使用pandas算子去重後，我們準備將資料傳送到Snowflake。 Snowflake 有一個名為 write_pandas 的方法，對於我們的用例來說非常方便。

使用 Ibis aka Ibisify 實施

pandas 的一個限制是它有自己的 API，不能完全映射回關係代數。 Ibis 就是這樣一個函式庫，它實際上是由建構 pandas 的人建構的，以提供可以映射回多個 SQL 後端的健全的表達式系統。 Ibis 從 dplyr R 套件中汲取靈感，建立了一個新的表達式系統，可以輕鬆映射回關係代數，從而編譯為 SQL。它在風格上也是聲明性的，使我們能夠在完整的邏輯計劃或表達式上應用資料庫風格優化。 Ibis 是實現可組合性的關鍵組件，正如優秀的可組合程式碼中所強調的那樣。

#| echo: false
import pathlib

import ibis
import ibis.backends.pandas.executor
import ibis.expr.types.relations
from ibis import _

from multi_engine_stack_ibis.generator import generate_random_data
from multi_engine_stack_ibis.utils import (MyExecutor, checkpoint_parquet,
                                           create_table_snowflake,
                                           replace_unbound)
from multi_engine_stack_ibis.connections import make_ibis_snowflake_connection



ibis.backends.pandas.executor.PandasExecutor = MyExecutor
setattr(ibis.expr.types.relations.Table, "checkpoint_parquet", checkpoint_parquet)
setattr(
    ibis.expr.types.relations.Table,
    "create_table_snowflake",
    create_table_snowflake,
)
ibis.set_backend("pandas")
p_staging = pathlib.Path("staging/staging.parquet")
p_landing = pathlib.Path("landing/orders.parquet")

snow_backend = make_ibis_snowflake_connection(database="MULTI_ENGINE", schema="PUBLIC", warehouse="COMPUTE_WH")

expr = (
  ibis.read_parquet(p_landing)
  .mutate(
      row_number=ibis.row_number().over(group_by=[_.order_id], order_by=[_.dt]))
  .filter(_.row_number == 0)
  .checkpoint_parquet(p_staging)
  .create_table_snowflake("T_ORDERS")
)
expr

Ibis 表達式將自身列印為類似於資料庫中傳統邏輯計劃的計劃。邏輯計劃是關係代數運算子的樹，描述需要執行的計算。然後，該計劃由查詢最佳化器最佳化，並轉換為由查詢執行器執行的實體計劃。 Ibis 表達式與邏輯計劃類似，它們描述需要執行的計算，但不會立即執行。相反，它們被編譯成 SQL 並在需要時在後端執行。邏輯計劃通常比 Dask 等任務調度框架產生的 DAG 具有更高的粒度。理論上，這個計畫可以編譯成 Dask 的 DAG。

While pandas is embedded and is just a pip install away, it still has much documented limitations with plenty of performance improvements left on the table. This is where the recent embedded databases like DuckDB fill the gap of packing the full punch of a SQL engine, with all of its optimizations and benefiting from years of research that is as easy to import as is pandas. In this world, at minimum we can delegate all relational and SQL parts of our pipeline in pandas to DuckDB and only get the processed data ready for complex user defined Python.

Now, we are ready to take our Ibisified code and compile our expression above to execute on arbitrary engines, to truly realize the write-once-run-anywhere paradigm: We have successfully decoupled our compute engine with the expression system describing our computation.

Multi-Engine Data Stack w/ Ibis

DuckDB + pandas + Snowflake

Let's break our expression above into smaller parts and have them run across DuckDB, pandas and Snowflake. Note that we are not doing anything once the data lands in Snowflake and just show that we can select the data. Instead, we are leaving that up to the user's imagination what is possible with Snowflake native features.

Notice our expression above is bound to the pandas backend. First, lets create an UnboundTable expression to not have to depend on a backend when writing our expressions.

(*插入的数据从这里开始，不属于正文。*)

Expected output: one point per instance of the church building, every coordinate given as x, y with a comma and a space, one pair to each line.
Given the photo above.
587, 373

Declarative Multi-Engine Data Stack with Ibis

schema = {
    "user_id": "int64",
    "dt": "timestamp",
    "order_id": "string",
    "quantity": "int64",
    "purchase_price": "float64",
    "sku": "string",
    "row_number": "int64",
}

first_expr_for = (
    ibis.table(schema, name="orders")
    .mutate(
        row_number=ibis.row_number().over(group_by=[_.order_id], order_by=[_.dt])
    )
    .filter(_.row_number == 0)
)
first_expr_for

Next, we replace the UnboundTable expression with the DuckDB backend and execute it with to_parquet method⁴. This step is covered by the checkpoint_parquet operator that we added to pandas backend above. Here is an excellent blog that discusses inserting data into Snowflake from any Ibis backend with to_pyarrow functionality.

data = pd.read_parquet("landing/orders.parquet")
duck_backend = ibis.duckdb.connect()
duck_backend.con.execute("CREATE TABLE orders as SELECT * from data")

bind_to_duckdb = replace_unbound(first_expr_for, duck_backend) 
bind_to_duckdb.to_parquet(p_staging)
to_sql = ibis.to_sql(bind_to_duckdb)
print(to_sql)

Once the above step creates the de-duplicated table, we can then send data to Snowflake using the pandas backend. This functionality is covered by create_table_snowflake operator that we added to pandas backend above.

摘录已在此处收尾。